Please find my labelling details.

image

Yes, 18687 is due to working of "annotations_per_task". I' am happy on this.

Just a split among 10 annotators.

image

Now the query starts here.

Actually, annotators will get the text for labelling until it satisfies the condition "annotation_per_task: 3". Meanwhile the progress bar in left side pan showing as 100%. What does this 100% meant to? Below screenshot for your reference.

Thanks,
Vinoth Kumar S

hi @Vinoth,

That's an excellent question. We have docs that describe more of the progress, especially after more recent updates. I highlighted in bold likely the issue:

Under the hood, Prodigy has a few abstractions to separate the different concerns of the application.

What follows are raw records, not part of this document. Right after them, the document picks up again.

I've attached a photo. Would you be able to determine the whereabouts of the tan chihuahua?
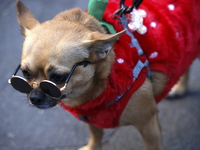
[10,1,200,150]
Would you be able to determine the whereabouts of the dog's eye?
[22,70,33,80]
[50,74,68,84]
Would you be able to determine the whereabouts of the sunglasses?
[8,61,91,98]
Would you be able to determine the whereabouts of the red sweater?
[60,0,200,128]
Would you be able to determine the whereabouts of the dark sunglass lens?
[40,81,61,98]
[10,77,33,94]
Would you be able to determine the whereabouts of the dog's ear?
[16,0,39,36]
[84,30,126,59]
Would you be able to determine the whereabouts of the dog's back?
[92,0,200,102]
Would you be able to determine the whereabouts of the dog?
[9,0,200,150]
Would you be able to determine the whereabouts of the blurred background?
[0,0,200,150]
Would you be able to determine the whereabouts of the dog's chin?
[36,101,58,109]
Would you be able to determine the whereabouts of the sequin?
[149,52,158,59]
[150,22,157,28]
[128,9,147,34]
[117,58,124,64]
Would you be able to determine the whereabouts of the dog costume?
[60,0,200,128]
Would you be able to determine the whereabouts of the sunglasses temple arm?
[65,64,77,83]
[13,64,21,76]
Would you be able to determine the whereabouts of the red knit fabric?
[60,0,200,128]
[103,0,200,102]
[60,31,147,128]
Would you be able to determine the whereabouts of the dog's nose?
[30,88,45,106]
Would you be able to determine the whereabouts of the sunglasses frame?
[8,61,91,99]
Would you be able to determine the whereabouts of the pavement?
[0,0,200,150]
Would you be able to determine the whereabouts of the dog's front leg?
[79,124,103,150]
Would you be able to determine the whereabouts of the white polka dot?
[150,22,157,28]
[167,4,175,11]
[117,58,124,64]
[149,52,158,58]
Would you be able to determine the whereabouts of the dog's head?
[13,1,124,108]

Diagram of different abstractions

  1. The Controller makes sure that all the settings are parsed correctly and can be seen as the central object that deligates tasks to other objects.

  2. The Session represents a user session during which data will get annotated. If multiple annotators are annotating then they can be identified by the name that is passed via /?session=. Anynomous annotations will get assigned a session that is denoted by the creation timestamp.

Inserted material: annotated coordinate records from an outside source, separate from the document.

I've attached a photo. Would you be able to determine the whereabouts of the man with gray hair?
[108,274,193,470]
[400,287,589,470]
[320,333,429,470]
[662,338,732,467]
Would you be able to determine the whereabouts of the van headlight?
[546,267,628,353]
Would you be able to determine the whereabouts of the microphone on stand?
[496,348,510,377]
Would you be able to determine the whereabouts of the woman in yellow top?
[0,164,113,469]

  3. The Stream represents the stream of data that still needs to be annotated. The stream maintains a queue of examples for each session. This way, we have a single place where task routing might occur.

  4. The Source represents the original data source for the stream. This may refer to a file on disk but can also refer to a set of files or to a Prodigy dataset.

The Source object can represent a file on disk together with a read position. This file will have a known size upfront. That means that whenever a new block of data is read from the file the read position can update, allowing us to to estimate the annotation progress. However, because this estimate is only aware of the current position in the Source it is not aware of anything that’s happening in the Stream or Controller objects.

This offers a tractable way to estimate progress, but it has a few consequences that can be unintuitive in multiuser scenarios.

  • The Source-based progress tracks the progress through the input file rather than completed annotations. This means that even when starting a single-annotator flow, there will already be a non-zero progress as some of the file will have been consumed in the process of session initialization.
  • It is possible for one annotator to reach the end of their queue before the rest does. When this happens, the Source will have a position at the end of the file. So the Source -based progress bar will show 100% to every annotator.
  • The Source is unaware of the task router and the current sessions. Depending on the Prodigy configuration it could be possible for new annotators to join at given time. That also means that a person could join and immediately see a significant progress when they arrive at the annotation interface.

To prevent these scenarios, it may be more convenient to configure to set a target via total_examples_target in your prodigy.json file or to use a custom progress callback.

Thanks Ryan,

So, progress bar is purely depends on the data from the Source (which is input to Prodigy labelling).

Even though progress bar shows 100%, still texts are available for further tagging in the stage name Stream.

Am I right?

In my case, still group1 doing the labelling even after 100%. Does this happens normally?

Per the docs, it's likely one of your annotators finished their queue first.

It is possible for one annotator to reach the end of their queue before the rest does. When this happens, the Source will have a position at the end of the file. So the Source-based progress bar will show 100% to every annotator.

If you know how many you want each annotator to annotate, then try to set the target via total_examples_target in your prodigy.json file.

Thanks for the reply.

Yes, you are correct. One of my annotator, finish his/her queue.

Now I got the gist of the progress.

Last question.

Can we update the config file while labelling in progress? If I enabled "allow_work_steal", will this work upcoming labelling in the queue?